Within the next 20 years, the number of Americans over age 60 will more than double to 95 million. As this shift occurs, the stereotype of the doddering senior will give way to a more accurate picture of elder Americans as active, contributing members of society, according to Paul Downey, SCC president and CEO.

It is essential for students entering the healthcare workforce to understand the changing dynamic of the aging population. Through a $400,000 grant from the Gary and Mary West Foundation, SDSU has partnered with SCC to offer future health professionals an opportunity for positive interaction with seniors.

Students from SDSU’s schools of nursing, social work, public health and speech, language and hearing sciences will gain experience at the SCC’s new state-of-the-art Gary and Mary West Senior Wellness Center in downtown San Diego. The center provides meals, social, medical and mental health services, homeless and housing assistance and wellness activities—all focused on prevention and independence.
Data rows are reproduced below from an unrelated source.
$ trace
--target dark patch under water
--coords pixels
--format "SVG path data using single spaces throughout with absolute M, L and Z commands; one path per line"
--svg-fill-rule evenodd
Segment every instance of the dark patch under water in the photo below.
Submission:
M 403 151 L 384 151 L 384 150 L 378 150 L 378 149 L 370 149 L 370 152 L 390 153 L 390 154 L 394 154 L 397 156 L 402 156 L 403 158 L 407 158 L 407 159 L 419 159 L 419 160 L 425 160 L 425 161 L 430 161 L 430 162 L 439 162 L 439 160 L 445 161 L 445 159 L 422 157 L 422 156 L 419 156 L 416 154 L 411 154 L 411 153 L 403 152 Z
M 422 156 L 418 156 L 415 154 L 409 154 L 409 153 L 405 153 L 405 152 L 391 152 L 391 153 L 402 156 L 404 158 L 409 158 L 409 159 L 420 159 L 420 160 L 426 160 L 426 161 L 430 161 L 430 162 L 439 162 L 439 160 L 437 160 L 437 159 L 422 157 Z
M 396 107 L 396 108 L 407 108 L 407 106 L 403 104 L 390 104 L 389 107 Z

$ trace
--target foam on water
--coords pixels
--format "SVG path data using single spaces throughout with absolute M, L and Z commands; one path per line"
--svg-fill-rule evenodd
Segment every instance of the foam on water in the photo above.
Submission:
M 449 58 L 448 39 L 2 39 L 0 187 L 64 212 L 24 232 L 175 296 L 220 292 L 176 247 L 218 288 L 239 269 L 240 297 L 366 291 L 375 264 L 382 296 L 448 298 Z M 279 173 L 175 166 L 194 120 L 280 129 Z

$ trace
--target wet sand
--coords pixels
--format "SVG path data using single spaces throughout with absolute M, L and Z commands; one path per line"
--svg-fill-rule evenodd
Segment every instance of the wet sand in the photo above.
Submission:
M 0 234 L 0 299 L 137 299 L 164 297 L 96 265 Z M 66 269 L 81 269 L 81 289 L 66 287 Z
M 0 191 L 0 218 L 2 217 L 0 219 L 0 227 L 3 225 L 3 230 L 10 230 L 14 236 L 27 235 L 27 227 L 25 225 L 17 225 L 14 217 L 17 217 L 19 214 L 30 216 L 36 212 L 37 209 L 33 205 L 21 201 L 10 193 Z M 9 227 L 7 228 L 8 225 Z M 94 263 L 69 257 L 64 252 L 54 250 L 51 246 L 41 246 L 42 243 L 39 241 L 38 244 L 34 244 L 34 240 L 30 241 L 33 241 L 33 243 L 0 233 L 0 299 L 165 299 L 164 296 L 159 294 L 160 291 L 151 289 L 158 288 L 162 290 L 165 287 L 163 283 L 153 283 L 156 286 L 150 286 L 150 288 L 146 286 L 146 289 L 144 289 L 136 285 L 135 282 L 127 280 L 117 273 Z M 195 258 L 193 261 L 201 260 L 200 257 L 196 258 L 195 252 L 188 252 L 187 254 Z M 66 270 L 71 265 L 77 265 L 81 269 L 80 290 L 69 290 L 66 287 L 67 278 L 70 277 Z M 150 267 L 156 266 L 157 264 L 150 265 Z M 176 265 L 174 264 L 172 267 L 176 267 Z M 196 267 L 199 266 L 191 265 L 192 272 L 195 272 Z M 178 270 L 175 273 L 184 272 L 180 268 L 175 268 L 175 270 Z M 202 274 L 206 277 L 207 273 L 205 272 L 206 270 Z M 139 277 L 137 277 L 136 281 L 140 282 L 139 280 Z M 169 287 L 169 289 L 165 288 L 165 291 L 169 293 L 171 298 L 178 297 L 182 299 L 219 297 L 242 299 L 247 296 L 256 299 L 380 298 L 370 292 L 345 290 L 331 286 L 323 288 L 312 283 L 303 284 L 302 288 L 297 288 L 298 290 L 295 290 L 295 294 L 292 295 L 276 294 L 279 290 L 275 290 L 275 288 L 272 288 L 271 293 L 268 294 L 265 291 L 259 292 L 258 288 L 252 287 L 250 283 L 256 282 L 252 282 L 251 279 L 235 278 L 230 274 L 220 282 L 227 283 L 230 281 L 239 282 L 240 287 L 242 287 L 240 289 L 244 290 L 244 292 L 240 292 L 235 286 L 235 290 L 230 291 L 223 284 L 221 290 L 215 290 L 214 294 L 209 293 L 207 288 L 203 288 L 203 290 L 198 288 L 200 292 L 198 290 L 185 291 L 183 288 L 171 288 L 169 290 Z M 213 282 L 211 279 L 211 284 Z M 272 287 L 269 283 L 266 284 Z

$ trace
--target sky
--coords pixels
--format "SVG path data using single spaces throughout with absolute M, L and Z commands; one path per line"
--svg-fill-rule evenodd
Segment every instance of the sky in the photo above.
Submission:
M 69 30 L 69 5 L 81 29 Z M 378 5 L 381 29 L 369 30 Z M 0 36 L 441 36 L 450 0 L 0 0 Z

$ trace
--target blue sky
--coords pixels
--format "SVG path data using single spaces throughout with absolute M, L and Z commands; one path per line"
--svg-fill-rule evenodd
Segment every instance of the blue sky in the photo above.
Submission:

Under Northrop’s direction, students will fulfill their required clinical activities interacting with healthy, active seniors. This training prepares them for entering the workforce, where they will collaborate with other healthcare professionals.

And collaboration is key, particularly in elder care. If a senior has difficulty socializing, the underlying cause may be an undiagnosed hearing problem. By working in interdisciplinary teams, students learn how various health factors connect and often complicate a diagnosis.

As students realize the complexities of caring for seniors, they will also conduct vital research. Northrop hopes the West Senior Wellness Center will gain national recognition as a center of excellence for research on healthy aging. “We have a unique opportunity to create a learning laboratory here as we help older adults achieve optimal health and wellbeing.”